As a child, Quy took to funerals rather than weddings. She vividly remembers funeral processions, including how family members sent the deceased to the afterworld through a symbolic bridge – and how she liked to run alongside them. But this once common funeral rite is now almost a rarity, as traditions have been made simplified.

Quy was born and grew up in the 1980s in a small village in the suburb of the capital Hanoi. Surrounded by paddy fields, it had a pond in front of the communal house and a temple right in the middle of a rice field, with lots of centuries-old trees around it. This seems like the perfect rural setting for Memoryland, but her village has lost much of its character due to rapid development.

“Modernization has brought on a great sense of loss. Many trees were cut down to make way for roads and the communal house area has become smaller, so has the cemetery,” Quy says.

In the end, Memoryland was filmed in Thanh Hoa province, northern Vietnam, the home province of producer Nguyen Mai. Mai is now based in Munich after moving to Germany 15 years ago. She was able to travel to Busan and attended Memoryland’s post-screening Q&A with a live audience.

“The Korean audiences raised many interesting questions. Many of them noticed the similarities between Vietnamese and South Korean funerary customs. The elderly audiences felt that a part of their lives was reflected upon in the film,” says Mai.

Quy has enjoyed a strong relationship with the South Korean film festival. Memoryland is supported by Busan’s Asian Cinema Fund for script development, while her feature debut The Inseminator received the same fund for post-production and had its premiere at the festival’s A Window on Asian Cinema section in 2014.

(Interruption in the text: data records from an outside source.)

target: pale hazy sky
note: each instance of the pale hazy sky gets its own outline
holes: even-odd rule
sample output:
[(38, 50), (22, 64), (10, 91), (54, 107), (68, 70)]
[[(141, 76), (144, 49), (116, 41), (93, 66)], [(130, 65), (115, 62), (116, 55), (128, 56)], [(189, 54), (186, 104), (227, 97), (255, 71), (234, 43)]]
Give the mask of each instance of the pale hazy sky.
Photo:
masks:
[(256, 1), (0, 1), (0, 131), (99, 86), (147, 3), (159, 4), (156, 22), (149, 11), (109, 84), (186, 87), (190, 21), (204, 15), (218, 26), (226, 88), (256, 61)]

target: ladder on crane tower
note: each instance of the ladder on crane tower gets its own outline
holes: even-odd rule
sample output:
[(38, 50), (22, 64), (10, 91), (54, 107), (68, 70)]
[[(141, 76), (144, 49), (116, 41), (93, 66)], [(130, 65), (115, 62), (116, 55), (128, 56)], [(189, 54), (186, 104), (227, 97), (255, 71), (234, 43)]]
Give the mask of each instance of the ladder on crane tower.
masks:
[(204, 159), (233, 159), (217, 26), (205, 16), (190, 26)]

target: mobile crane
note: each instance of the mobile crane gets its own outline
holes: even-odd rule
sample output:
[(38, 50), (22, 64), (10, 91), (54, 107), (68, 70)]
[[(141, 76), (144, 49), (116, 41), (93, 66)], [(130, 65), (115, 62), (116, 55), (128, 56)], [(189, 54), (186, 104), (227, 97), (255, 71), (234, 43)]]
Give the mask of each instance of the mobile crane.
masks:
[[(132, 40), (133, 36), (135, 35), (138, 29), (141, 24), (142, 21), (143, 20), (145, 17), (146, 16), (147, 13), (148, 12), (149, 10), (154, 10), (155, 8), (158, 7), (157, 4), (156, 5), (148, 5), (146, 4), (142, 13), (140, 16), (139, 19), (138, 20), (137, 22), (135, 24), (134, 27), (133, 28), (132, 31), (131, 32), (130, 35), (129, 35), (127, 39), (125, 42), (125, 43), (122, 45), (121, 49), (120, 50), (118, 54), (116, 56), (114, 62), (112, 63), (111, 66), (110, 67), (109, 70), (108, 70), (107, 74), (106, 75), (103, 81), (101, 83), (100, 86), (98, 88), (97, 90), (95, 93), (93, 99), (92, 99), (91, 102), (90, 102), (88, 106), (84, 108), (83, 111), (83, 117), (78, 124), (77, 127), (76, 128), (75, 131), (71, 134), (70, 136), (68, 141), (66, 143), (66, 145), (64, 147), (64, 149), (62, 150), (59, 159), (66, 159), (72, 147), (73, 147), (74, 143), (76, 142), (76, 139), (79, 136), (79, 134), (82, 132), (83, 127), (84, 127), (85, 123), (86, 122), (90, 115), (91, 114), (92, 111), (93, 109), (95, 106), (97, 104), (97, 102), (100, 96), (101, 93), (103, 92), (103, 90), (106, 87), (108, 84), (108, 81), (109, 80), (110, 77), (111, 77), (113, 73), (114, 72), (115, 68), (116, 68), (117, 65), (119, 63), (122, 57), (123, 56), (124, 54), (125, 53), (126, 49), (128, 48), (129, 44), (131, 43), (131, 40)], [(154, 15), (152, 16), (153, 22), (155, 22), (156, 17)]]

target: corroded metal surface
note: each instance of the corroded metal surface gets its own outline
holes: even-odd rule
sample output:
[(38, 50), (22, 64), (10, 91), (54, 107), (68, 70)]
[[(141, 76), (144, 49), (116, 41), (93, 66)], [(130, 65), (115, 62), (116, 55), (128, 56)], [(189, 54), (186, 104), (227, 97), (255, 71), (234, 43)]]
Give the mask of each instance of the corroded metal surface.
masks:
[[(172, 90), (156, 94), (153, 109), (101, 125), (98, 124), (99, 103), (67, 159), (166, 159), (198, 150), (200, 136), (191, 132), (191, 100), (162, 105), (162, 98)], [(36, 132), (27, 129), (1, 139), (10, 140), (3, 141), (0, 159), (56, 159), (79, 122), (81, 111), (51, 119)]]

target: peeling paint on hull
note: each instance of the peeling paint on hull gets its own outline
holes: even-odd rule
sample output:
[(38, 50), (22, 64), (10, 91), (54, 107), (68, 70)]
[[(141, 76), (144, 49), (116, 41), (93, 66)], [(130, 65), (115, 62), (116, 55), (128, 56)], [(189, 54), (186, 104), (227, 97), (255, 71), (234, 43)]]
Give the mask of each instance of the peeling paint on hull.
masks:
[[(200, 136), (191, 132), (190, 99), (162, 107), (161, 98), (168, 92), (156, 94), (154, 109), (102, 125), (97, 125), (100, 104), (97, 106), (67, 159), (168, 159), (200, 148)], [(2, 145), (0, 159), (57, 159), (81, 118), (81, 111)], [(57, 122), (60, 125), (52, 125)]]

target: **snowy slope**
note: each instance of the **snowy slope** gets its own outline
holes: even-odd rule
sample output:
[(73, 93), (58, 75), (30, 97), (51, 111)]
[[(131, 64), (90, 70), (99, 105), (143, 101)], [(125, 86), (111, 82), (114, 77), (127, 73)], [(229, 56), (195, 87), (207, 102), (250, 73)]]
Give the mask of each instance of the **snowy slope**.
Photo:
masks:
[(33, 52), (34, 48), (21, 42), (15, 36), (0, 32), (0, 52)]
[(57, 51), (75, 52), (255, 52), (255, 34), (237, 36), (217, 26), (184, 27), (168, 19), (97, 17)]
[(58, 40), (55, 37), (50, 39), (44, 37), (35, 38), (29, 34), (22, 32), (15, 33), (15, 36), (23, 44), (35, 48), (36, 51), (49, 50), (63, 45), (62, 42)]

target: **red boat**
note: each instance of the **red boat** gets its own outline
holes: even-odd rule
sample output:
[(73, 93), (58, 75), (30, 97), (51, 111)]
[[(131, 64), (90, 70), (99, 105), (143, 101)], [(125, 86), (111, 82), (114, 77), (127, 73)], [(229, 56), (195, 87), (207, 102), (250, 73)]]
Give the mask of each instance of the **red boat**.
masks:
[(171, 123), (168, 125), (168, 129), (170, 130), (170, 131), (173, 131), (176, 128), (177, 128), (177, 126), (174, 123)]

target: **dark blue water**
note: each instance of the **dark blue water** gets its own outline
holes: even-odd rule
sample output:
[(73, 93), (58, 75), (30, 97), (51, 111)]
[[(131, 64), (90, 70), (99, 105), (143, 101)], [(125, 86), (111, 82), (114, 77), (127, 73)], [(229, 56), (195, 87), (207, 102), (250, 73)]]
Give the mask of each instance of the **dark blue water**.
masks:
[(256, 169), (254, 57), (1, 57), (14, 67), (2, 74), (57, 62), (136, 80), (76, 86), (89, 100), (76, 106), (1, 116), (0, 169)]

Mai produced both films alongside Dang Xuan Truong, Quy’s husband, who also served as cinematographer and production designer. Truong won the best cinematography award at the ASEAN International Film Festival in 2015 for The Inseminator.

After Busan, The Inseminator went on to play in Rotterdam, Gothenburg, Taipei, and Munich, and most recently in Locarno this year. But the film, about a dying old man who takes extreme measures to find a bride for his son to continue the family lineage, was banned in Vietnam.

“My film has violated the Cinema Law, which forbids any incestuous behavior onscreen,” Quy says. “I could have got away with it if I changed the daughter’s character: to make her an adopted daughter of the old man, rather than his biological daughter. But that’s not my vision and what’s depicted in the film did happen in real life. By keeping to my story, I’ve fulfilled my duty as a filmmaker, just like the censorship regulators have fulfilled theirs by banning the film.”

Going forward, Quy hopes that the new Cinema Law will allow films to be rated for different audiences, making it possible for films like The Inseminator to be screened in film festivals and for academic purposes.

It came as a big relief to Quy and her team that Memoryland has passed the local censors, with an NC-16 rating. It has just screened at the Vietnam Film Festival, which ran from November 10-16. However, Quy says that it is very hard for low-budget, independent films to get a theatrical release, as the distribution system is mostly for commercial films.

As her health is improving, Quy has a couple of new projects in development, one of which is set in the same village as Memoryland. She is also producing an experimental project for seven of her students at the Hanoi Academy of Theater and Cinema. She has full confidence in the future of contemporary Vietnamese cinema.